# Lab Task 3: DDI Baseline
### Authors: David Curto & David Hilazo

The aim of this lab is to implement a handcrafted RULE-based classifier which is able to detect interactions between pairs of drugs and their type. This task is inspired in the Semeval-2013 Task 9 DDI-Extraction.The goal of this task is to obtain a **F1 Score of 0.15 on the Devel set** with just using rules(no ML method).

## Brief description of used linguistic information

In order to detect the interaction between drugs we have used as many linguistic information as we could. At the beginning we only focus on **word level(tokens)** but it obviously was not good enough, so we started using more information like **Part of Speech(PoS)**. With PoS tags we were able to detect how each token was used in that sentence(verb, noun, adjective...) and retrieve more insights about the interaction and discard some forms that may never appear within an interaction. Finally, we include all the information that the Stanford CoreNLP Dependency parser gives, which is all the information mentioned previously but many more. With the parser information we have been able to detect the **relations** and **dependencies** between tokens, which nodes are shared, how they interact and many more features that have been extremely useful for tackling this drug interaction extraction problem.


## Brief description of used/discarded rules

In order to detect the interaction between drugs, we started with a really simple approach that was to look at **common words that appear between the drugs** for each interaction type.

We have included all this rules in the function ``rules_without_dependency``. To search which where the common words for each type we just grouped by interaction type and count the frequency of each word between the pair of drugs in the training dataset, but also considering their frequency in the no interaction case. With this approach we extracted which are the most commond words for each type and built a specific rule for every type.

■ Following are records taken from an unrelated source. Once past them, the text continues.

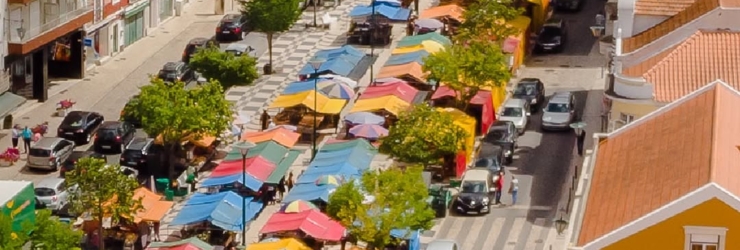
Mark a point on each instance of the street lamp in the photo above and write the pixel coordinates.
(316, 64)
(244, 147)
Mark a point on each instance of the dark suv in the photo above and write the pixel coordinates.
(79, 126)
(231, 27)
(112, 136)
(176, 71)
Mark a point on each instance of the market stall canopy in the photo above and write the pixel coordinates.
(417, 39)
(153, 208)
(283, 244)
(325, 104)
(281, 135)
(270, 150)
(391, 104)
(451, 11)
(223, 210)
(417, 57)
(429, 46)
(312, 222)
(192, 243)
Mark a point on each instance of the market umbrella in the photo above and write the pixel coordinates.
(364, 118)
(370, 131)
(297, 206)
(429, 23)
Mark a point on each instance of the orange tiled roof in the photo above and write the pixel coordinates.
(669, 154)
(661, 7)
(703, 57)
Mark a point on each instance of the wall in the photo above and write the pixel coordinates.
(669, 234)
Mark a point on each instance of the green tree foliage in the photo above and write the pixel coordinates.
(172, 112)
(466, 69)
(271, 17)
(423, 135)
(400, 203)
(228, 69)
(102, 190)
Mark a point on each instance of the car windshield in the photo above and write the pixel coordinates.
(557, 108)
(474, 187)
(515, 112)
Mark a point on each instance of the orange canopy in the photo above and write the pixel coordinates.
(281, 135)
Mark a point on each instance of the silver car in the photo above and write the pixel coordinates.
(53, 193)
(49, 153)
(559, 112)
(516, 111)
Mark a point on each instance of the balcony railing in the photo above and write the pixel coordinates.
(63, 18)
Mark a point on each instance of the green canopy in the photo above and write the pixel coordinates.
(283, 167)
(193, 241)
(270, 150)
(416, 40)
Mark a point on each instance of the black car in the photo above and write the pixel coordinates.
(176, 71)
(232, 27)
(71, 161)
(532, 90)
(195, 44)
(112, 136)
(80, 126)
(504, 134)
(551, 37)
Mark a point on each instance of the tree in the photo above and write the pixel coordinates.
(423, 136)
(271, 17)
(101, 190)
(466, 69)
(228, 69)
(400, 203)
(171, 112)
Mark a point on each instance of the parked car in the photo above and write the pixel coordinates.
(516, 111)
(476, 192)
(504, 134)
(560, 112)
(49, 152)
(194, 45)
(176, 71)
(232, 27)
(532, 90)
(75, 156)
(551, 37)
(80, 126)
(53, 193)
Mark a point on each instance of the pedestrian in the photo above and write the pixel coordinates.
(16, 131)
(27, 135)
(514, 189)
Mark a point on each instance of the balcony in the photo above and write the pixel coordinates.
(51, 27)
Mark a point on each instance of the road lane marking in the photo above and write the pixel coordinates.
(516, 229)
(490, 240)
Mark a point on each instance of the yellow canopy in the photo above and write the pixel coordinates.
(390, 103)
(430, 46)
(325, 104)
(287, 244)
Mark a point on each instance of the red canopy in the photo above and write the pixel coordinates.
(257, 166)
(402, 90)
(312, 222)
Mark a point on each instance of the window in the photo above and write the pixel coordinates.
(704, 238)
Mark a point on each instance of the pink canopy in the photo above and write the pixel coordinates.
(312, 222)
(402, 90)
(257, 166)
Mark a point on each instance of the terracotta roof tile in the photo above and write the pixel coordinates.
(695, 10)
(661, 7)
(702, 58)
(662, 157)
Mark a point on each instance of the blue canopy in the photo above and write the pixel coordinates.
(399, 59)
(223, 210)
(252, 182)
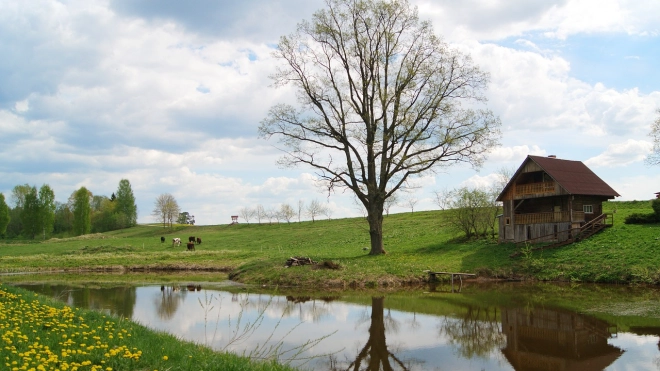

The next rule we tried was based on the **distance(in terms of words) between the pair of drugs**. The reason behind this rule is that we supposed that drugs which are far away are less likely to interact. After visualising the results for true and false ddis we observed that our supposition was true, however the distance for detecting if true drugs interact or not was too high that is was not really useful at all because there were really few instances classified from this rule. For this reason we decided it to discard it.

At this point, with only the first rules, we were really close to achieve the F1 score of 0.15 on Devel dataset. To improve the performance we started exploring rules using more complex information from the dependency tree. 

Instead of looking at common words between the words, we decided to go further and extract which were the **most common root lemmas** for each interaction type. This rules are based on extracting the lemma of the root from the dependency tree and check if is one of the most common root lemas for each type such as advise, recommend, suggest for *advise* type or enhance, inhibit, block, produce for *effect* type. The reason behind this rule is that sometimes the interaction verb is not between this words but before or after them.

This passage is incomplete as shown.